When designing experiments using PS3/pS3 antibodies, researchers should consider:

• Application-specific optimization:

  • For Western Blot: Determine optimal antibody dilution, blocking conditions, and incubation times

  • For Immunohistochemistry: Consider fixation method, antigen retrieval technique, and visualization system

  • For Immunofluorescence: Select appropriate secondary antibodies and controls

• Species cross-reactivity:

  • Verify reactivity with your species of interest (human, mouse, rat, etc.)

  • When working with less common species, validate antibody performance empirically

• Antibody format:

  • Consider whether unconjugated or conjugated antibody formats are more suitable for your application

  • For multi-color applications, select antibodies with compatible fluorophores

Careful consideration of these factors ensures optimal experimental outcomes and reliable data interpretation.

How can researchers distinguish between different protein signatures in autoimmune conditions?

To differentiate protein signatures in autoimmune conditions like myasthenia gravis:

• Employ comprehensive proteomic analysis of patient samples

• Apply consensus clustering to identify distinct patient subgroups

• Correlate protein signatures with clinical parameters (disease severity, treatment response)

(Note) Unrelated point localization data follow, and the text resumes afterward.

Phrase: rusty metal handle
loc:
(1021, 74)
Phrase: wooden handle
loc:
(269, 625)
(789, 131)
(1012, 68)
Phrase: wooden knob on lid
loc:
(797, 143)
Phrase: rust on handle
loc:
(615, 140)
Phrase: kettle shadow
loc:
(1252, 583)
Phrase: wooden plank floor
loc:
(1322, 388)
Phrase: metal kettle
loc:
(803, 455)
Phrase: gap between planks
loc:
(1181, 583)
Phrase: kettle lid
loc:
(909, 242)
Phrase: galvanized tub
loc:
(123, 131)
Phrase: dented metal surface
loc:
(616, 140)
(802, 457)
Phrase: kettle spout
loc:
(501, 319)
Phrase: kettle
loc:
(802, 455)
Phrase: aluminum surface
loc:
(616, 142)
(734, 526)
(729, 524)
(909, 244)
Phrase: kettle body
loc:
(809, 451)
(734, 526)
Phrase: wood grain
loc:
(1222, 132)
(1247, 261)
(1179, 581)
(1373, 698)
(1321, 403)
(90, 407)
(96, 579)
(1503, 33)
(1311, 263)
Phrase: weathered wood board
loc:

• Control for confounding factors through matched analysis:

  • Compare patients on similar treatment regimens

  • Account for disease duration and onset age

  • Consider comorbidities (e.g., thymoma)

• Validate findings through targeted analysis of specific protein pathways:

  • Complement activation markers

  • Immunoglobulin profiles

  • B-cell receptor repertoire characteristics

This multi-dimensional approach enables identification of clinically relevant patient subgroups that may benefit from tailored therapeutic strategies.